The Central Remedial Clinic is paying €669,000 a year into a “phantom” Mater Hospital pension fund officials believe should have ended a decade ago.
The situation was detailed during the latest day of revelations for those dependent on the under-fire disability group.
During a five-hour Dáil grilling, CRC officials revealed the group’s ex-CEO received a €200,000 retirement lump sum from charitable donations and that one-sixth of all donations are spent on top-ups for just a handful of staff.
However, TDs and HSE personnel were left baffled after it emerged the disability group is also paying a small fortune to the Mater Hospital every year for a pension fund that officially stopped a decade ago.
According to details revealed at the public accounts committee, the CRC has paid out more than €6m to the Mater since the early 2000s to cover 181 workers who come under the health service’s voluntary hospital superannuation scheme.

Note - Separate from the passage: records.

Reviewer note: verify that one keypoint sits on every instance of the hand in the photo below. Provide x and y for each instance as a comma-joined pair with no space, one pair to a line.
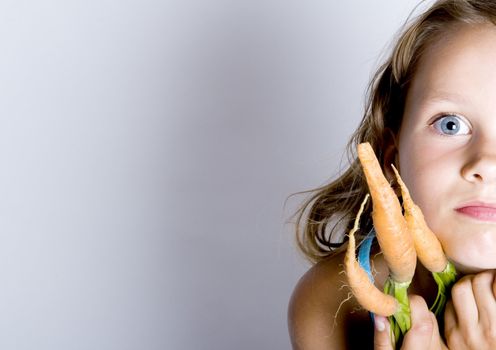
470,317
424,333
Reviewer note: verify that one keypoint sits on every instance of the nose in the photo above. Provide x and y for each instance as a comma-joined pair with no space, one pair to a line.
481,168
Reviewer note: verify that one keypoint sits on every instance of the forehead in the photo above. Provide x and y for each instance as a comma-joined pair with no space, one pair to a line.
458,63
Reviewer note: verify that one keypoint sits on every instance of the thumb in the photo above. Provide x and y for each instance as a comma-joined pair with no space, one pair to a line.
382,337
424,333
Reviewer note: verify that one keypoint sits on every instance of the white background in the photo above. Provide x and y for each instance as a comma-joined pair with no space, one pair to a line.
146,152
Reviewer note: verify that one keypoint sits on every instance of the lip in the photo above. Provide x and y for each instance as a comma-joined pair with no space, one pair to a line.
478,210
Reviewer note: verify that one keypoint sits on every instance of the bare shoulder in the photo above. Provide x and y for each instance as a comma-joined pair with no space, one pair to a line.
322,313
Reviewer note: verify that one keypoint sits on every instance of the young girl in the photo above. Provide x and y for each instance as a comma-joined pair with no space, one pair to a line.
431,113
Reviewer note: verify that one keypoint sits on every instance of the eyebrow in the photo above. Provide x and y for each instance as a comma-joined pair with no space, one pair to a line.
444,96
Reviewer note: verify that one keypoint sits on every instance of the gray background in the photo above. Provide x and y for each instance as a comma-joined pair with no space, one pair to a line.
147,149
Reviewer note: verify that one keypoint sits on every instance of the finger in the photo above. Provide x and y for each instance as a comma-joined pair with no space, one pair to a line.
424,333
464,303
382,337
482,285
450,319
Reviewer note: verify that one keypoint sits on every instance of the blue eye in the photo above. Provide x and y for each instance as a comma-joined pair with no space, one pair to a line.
451,125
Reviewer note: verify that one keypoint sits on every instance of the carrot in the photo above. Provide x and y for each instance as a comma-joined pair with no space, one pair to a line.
390,225
394,239
366,293
429,249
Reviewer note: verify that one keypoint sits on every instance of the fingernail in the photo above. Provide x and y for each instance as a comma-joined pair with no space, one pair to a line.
380,323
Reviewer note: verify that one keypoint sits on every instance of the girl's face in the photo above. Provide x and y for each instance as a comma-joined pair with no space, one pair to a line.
447,144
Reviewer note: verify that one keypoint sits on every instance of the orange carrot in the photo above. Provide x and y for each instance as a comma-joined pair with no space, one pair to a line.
391,229
368,295
428,247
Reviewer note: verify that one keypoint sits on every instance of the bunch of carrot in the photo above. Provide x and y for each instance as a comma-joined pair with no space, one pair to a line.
402,238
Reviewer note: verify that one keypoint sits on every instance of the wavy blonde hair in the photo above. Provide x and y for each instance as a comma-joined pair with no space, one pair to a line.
328,213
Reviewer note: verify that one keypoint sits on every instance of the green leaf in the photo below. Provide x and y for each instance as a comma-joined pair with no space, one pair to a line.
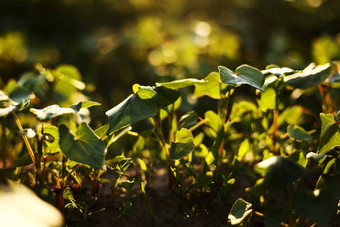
188,120
311,76
330,133
239,211
244,74
84,104
166,96
181,83
183,145
142,105
211,86
84,147
279,172
12,108
50,112
53,145
298,133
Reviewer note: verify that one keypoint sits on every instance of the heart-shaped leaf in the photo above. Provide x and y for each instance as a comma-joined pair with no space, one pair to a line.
239,211
183,145
244,74
139,106
84,147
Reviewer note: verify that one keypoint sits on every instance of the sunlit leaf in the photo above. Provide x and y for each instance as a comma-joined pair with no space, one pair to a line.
244,74
183,145
53,131
188,120
297,133
211,87
84,104
277,71
312,75
239,211
181,83
279,172
330,133
50,112
139,106
84,147
166,96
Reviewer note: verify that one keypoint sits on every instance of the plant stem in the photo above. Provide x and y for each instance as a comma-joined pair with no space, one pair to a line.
28,146
165,149
148,204
62,183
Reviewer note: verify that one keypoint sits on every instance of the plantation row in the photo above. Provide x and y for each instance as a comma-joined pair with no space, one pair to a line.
282,134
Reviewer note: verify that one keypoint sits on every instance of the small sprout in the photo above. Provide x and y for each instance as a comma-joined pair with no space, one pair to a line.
30,133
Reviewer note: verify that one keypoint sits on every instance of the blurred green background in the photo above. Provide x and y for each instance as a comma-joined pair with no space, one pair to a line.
115,44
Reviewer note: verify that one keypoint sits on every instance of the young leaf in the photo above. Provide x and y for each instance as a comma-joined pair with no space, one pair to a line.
180,83
84,104
330,133
183,145
298,133
311,76
239,211
244,74
166,96
279,171
50,112
188,120
211,87
139,106
84,147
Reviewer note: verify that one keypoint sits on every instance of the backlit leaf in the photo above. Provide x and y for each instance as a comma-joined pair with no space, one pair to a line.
139,106
312,75
244,74
330,133
183,145
84,147
239,211
298,133
211,87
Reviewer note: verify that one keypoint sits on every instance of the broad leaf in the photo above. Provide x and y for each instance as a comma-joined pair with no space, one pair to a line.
50,112
84,147
183,145
211,87
239,211
181,83
277,71
298,133
330,133
188,120
51,131
244,74
279,172
139,106
311,76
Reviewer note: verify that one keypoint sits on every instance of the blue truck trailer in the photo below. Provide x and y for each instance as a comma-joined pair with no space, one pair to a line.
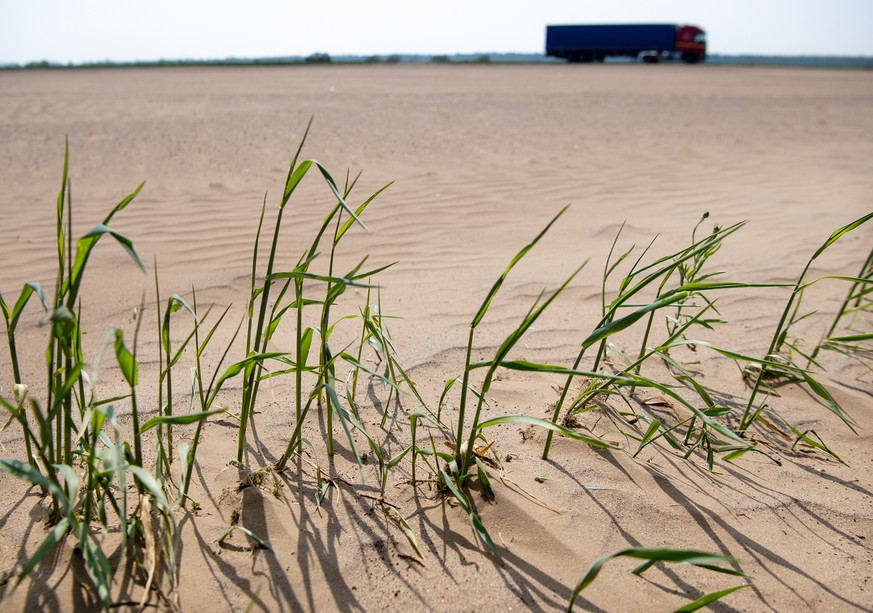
646,42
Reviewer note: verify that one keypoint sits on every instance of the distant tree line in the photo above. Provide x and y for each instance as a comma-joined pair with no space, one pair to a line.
458,58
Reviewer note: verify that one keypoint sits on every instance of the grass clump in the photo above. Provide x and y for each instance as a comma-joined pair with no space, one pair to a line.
79,454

Ex-CRC chief executive Paul Kiely told the cross-party group this is because “the Mater acts on behalf of the CRC as an agent in the operation of the [pension] scheme and charges a fee of around 10%-13% of relevant gross salaries, which amounted to €669,000”.
The arrangement began in the mid-1970s, when the Department of Health did not recognise the CRC as a hospital, in order to allow staff at the facility to access the pension fund.
However, Mr Kiely said despite the fact the Department of Health took over the voluntary hospital’s superannuation scheme a decade ago, the deal is still officially in operation.
While the Mater Hospital insisted the system is still in place, the recently retired CRC official said: “There is no fund.”
The latest mystery to hit the CRC finances — which Independent TD Shane Ross said was “outrageous” and a “phantom fund” — was rejected by the Mater last night. A hospital spokesperson said the facility insisted the money paid to it by the CRC is an “employer contribution” used to cover “liability for pension payments”.
Meanwhile, the PAC hearing also heard a €200,000 tax-free lump sum was paid out of charitable donations to Mr Kiely when he retired from his already lavishly-paid position in June.
The CRC official, who stood down as a director as the scandal surrounding the disability group grew last week, admitted the sum was paid using the clinic’s charitable arm, Friends and Supporters of the CRC.
While Mr Kiely also got top-up payments amounting to over €116,000 from the charity, more than doubling his €106,000 HSE salary, and is entitled to a €98,000-a-year pension, his ex-colleague and CRC acting chief executive Jim Nugent said “no one is a winner in this”.
It also emerged that an average of €1 in every €6 donated to the charity in recent years has gone towards top-ups to Mr Kiely and four other staff members at the disability service provider.
A total of €271,057 was paid to five staff members in recent years, to supplement their taxpayer-funded pay from the HSE, out of a yearly average of €1.5m donated to its charity arm.